Only Real Debtor’s Prison Is Your Mind

This is a terrifying headline: “JAILED FOR $280: THE RETURN OF DEBTOR’S PRISONS”

Is it true? Here’s the story: A woman got a bill for $280 from the hospital; she spoke to a person in billing and said, “This is an error”; the person in billing agreed that it was an error and said, “Don’t pay it”; she didn’t pay it; it got sent to collections, who presumably tried to get her to pay it; having been told not to pay it, she didn’t pay it; the collections agency sent her a summons for failure to pay; still working off the the original direction of, “don’t pay it,”  she continued to not pay it, and ignored the summons; state troopers came to her house, arrested her, and took her to jail.

So, yes, she didn’t pay a debt and ended up in jail … but she went to jail for ignoring the court summons, not having a debt. 

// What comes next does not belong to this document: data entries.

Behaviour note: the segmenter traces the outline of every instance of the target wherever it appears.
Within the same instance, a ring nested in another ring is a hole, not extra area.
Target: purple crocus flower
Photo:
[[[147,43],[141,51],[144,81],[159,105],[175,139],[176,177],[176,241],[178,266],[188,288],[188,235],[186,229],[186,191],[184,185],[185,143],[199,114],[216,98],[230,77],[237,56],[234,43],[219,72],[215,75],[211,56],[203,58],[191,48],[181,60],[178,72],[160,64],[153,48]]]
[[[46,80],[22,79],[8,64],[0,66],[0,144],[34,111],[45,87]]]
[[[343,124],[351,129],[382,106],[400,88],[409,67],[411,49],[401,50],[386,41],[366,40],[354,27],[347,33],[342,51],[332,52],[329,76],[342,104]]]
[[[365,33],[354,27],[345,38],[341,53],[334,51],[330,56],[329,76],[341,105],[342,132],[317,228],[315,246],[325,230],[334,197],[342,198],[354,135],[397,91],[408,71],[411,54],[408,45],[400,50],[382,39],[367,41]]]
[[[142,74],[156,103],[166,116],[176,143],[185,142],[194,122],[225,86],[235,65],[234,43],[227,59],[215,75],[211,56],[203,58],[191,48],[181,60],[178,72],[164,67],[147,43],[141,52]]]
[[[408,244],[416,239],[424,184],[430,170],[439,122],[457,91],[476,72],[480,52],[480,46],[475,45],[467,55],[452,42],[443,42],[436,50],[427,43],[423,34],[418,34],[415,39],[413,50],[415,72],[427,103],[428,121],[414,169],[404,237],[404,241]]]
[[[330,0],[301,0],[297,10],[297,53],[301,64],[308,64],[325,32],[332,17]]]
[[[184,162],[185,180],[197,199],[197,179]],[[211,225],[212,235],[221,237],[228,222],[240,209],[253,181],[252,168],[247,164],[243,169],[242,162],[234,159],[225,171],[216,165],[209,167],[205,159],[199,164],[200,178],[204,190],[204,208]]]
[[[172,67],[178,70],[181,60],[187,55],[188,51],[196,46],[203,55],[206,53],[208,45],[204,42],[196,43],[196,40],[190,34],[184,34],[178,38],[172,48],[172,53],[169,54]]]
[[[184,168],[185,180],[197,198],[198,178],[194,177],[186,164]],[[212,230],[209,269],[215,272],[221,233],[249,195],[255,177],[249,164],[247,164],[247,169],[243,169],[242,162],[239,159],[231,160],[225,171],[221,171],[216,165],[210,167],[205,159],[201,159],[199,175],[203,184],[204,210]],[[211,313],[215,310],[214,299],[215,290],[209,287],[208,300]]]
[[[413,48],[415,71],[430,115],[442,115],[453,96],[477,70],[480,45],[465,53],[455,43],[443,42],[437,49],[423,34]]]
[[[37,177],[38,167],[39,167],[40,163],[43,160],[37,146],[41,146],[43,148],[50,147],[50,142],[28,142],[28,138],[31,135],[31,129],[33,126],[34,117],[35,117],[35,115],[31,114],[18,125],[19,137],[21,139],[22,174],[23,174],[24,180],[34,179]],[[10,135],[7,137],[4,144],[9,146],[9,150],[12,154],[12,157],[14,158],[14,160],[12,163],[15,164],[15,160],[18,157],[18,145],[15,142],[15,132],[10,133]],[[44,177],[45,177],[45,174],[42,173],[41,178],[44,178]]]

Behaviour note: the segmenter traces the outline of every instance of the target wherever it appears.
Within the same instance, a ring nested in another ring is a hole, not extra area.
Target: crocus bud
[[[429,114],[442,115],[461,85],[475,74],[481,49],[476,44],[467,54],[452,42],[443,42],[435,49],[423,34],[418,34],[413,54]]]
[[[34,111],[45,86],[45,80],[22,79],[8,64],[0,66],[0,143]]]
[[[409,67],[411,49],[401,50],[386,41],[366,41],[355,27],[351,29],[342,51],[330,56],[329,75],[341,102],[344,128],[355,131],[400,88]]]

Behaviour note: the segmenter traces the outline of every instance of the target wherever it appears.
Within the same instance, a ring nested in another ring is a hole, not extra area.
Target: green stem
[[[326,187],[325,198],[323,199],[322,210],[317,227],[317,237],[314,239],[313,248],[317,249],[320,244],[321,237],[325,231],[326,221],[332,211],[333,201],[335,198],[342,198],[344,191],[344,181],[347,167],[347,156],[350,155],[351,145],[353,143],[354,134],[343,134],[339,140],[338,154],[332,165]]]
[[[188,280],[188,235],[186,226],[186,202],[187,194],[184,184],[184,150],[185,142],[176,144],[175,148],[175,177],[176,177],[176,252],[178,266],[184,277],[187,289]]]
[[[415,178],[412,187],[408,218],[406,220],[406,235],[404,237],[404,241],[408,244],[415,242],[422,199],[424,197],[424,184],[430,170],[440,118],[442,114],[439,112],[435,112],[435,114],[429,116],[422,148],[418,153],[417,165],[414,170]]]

Hidden at the bottom of the article:

Under the law, debtors aren’t arrested for nonpayment, but rather for failing to respond to court hearings, pay legal fines, or otherwise showing “contempt of court” in connection with a creditor lawsuit.

Elie Mystal at Above the Law explains:

Don’t be afraid of these collectors. Be afraid of judges. Respond to the summons, make your court date, and make a deal. Not even Georgia puts people in jail for simple inability to pay their debts.

But  in a 2010 report “In for a Penny: The Rise of America’s New Debtors’ Prisons,” the ACLU begs to differ:

[The report] shows how, day after day, indigent defendants are imprisoned  for failing to pay legal debts they can never hope to manage. In many cases, poor men and  women end up jailed or threatened with jail though they have no lawyer representing them.  These sentences are illegal, create hardships for men and women who already struggle with  re-entering society after being released from prison or jail, and waste resources in an often  fruitless effort to extract payments from defendants who may be homeless, unemployed, or simply too poor to pay.

So there ARE debtor’s prisons, but they just look like regular prisons and are only for poor people who can’t pay for their public defenders/cost of incarceraton/court fees/etc. You can go to jail for owing a debt! But only if it’s to the government, and you don’t ignore it.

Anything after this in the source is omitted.